Space radiation, which makes it through the walls of even the sturdiest ship, raises an astronaut’s lifetime risk of cancer. Just as problematic are the effects of what would seem to be the happiest part of living off-planet: weightlessness. Retired astronaut Scott Kelly, who spent close to a year aboard the International Space Station (ISS) in 2015 and 2016, once told TIME that he’s often asked whether the view or the absence of gravity is the best part of being in space. The view, he acknowledged, is magnificent, but it’s also like having an artistic masterpiece hanging in your living room—eventually you’d quit noticing it. But you never get tired of the ability to fly.
That ability comes at a price, though. Without gravity, the immune system weakens, the bones decalcify, muscles grow slack, and the very shape of the eyeball changes, becoming less spherical. (The only upside, as Kelly reports, is that without having to support the weight of the body for extended periods, the soles of feet lose their callouses.)
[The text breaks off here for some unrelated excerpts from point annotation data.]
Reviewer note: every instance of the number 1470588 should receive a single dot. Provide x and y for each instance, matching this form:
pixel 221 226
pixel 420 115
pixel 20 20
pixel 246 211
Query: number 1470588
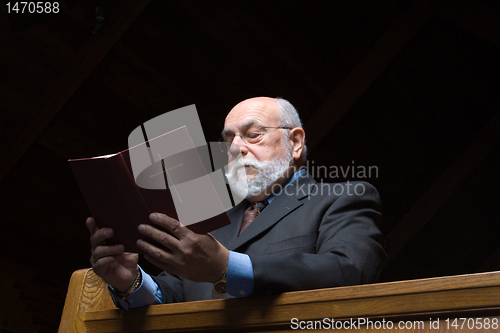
pixel 20 7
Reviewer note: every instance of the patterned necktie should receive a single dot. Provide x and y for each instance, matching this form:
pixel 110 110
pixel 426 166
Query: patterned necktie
pixel 251 213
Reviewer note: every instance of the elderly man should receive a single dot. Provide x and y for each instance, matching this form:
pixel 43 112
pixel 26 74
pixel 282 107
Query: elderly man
pixel 290 234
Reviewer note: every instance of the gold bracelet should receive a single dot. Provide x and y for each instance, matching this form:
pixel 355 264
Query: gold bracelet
pixel 136 284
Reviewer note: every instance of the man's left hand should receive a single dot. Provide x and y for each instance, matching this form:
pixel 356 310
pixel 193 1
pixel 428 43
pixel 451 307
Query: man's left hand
pixel 199 258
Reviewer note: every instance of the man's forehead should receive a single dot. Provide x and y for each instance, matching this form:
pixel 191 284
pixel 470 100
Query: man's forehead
pixel 253 111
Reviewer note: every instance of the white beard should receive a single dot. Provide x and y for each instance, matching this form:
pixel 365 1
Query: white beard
pixel 268 173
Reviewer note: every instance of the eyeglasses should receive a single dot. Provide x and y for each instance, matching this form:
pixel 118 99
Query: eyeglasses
pixel 252 136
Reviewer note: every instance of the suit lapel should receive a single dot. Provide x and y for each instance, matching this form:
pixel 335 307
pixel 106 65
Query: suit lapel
pixel 281 206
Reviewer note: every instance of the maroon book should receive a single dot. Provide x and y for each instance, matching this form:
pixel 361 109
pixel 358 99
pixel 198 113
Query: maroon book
pixel 115 201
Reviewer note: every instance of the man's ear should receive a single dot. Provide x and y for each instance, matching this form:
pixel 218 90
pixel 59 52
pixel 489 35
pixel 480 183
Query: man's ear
pixel 298 139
But of all of the challenges the body faces during extended periods in zero-g, perhaps the worst is the hit that the heart takes, as a study out this week reveals. The research, published in the journal Circulation, took an unfamiliar approach to investigating cardiac health, comparing the effect Kelly’s near-year in space had on his heart to similar changes experienced by endurance swimmer Benoit Lecomte, who swam 2,821 km (1,753 mi) from Japan to Hawaii from June to November 2018.
The two men had plenty in common. Kelly’s 340 days in space outpaced Lecomte’s 159 days in the water (he took breaks to rest and sleep aboard an escort sailboat), but both were marathoners. Both also exercised vigorously, with Kelly spending one to two hours every day working out and Lecomte spending six hours a day swimming. Most importantly, both experienced weightlessness, with Lecomte’s time in the water considered a good proxy for authentic zero-g.
Both, too, paid a price for their heroics. As the study showed, Kelly lost an average of .74 gm (.026 oz.) in mass per week from his heart’s left ventricle over the course of his time in space—almost identical to the .72 gm per week Lecomte lost. Both too lost mass in their heart’s diastolic diameter, Kelly’s falling from 5.3 cm to 4.6 cm and Lecomte’s from 5 cm to 4.7 cm. Neither Kelly nor Lecomte had any change in the left ventricle ejection fraction, or the amount of blood pumped out with each contraction.
The study’s implications are not all that troubling when it comes to long-distance swimmers since, well, how many people plan to butterfly stroke across the Pacific? But for a species that fancies itself a spacefaring one, the findings are bad news. ISS crew members follow a rigorous exercise regimen intended to counteract the effects of weightlessness. It helps: astronauts return home with stronger bones and more muscle mass than they would have if they spent their entire time aloft weightless and sedentary. The heart too can only benefit from from regular exercise—but clearly not enough.
There are, of course, technological solutions, like creating artificial, centrifugal gravity by rotating a spacecraft at the proper speed (see, e.g., The Martian and 2001: A Space Odyssey). But even our best and newest crewed spacecraft adhere to the capsule and habitation module model, with no great, rotating space liners even in the design pipeline. For now we remain newbies, novices, taking to space in our little pods without our gravity, and bringing our frail and fallible bodies with us. We’re getting by—kind of—and we’ll continue to. But even 60 years after Yuri Gagarin became the first human being in space, we still have an enormous amount of work to do before the cosmos become anything like a home. Earth—familiar as it may be, unglamorous as it may seem—remains our place in the cosmos.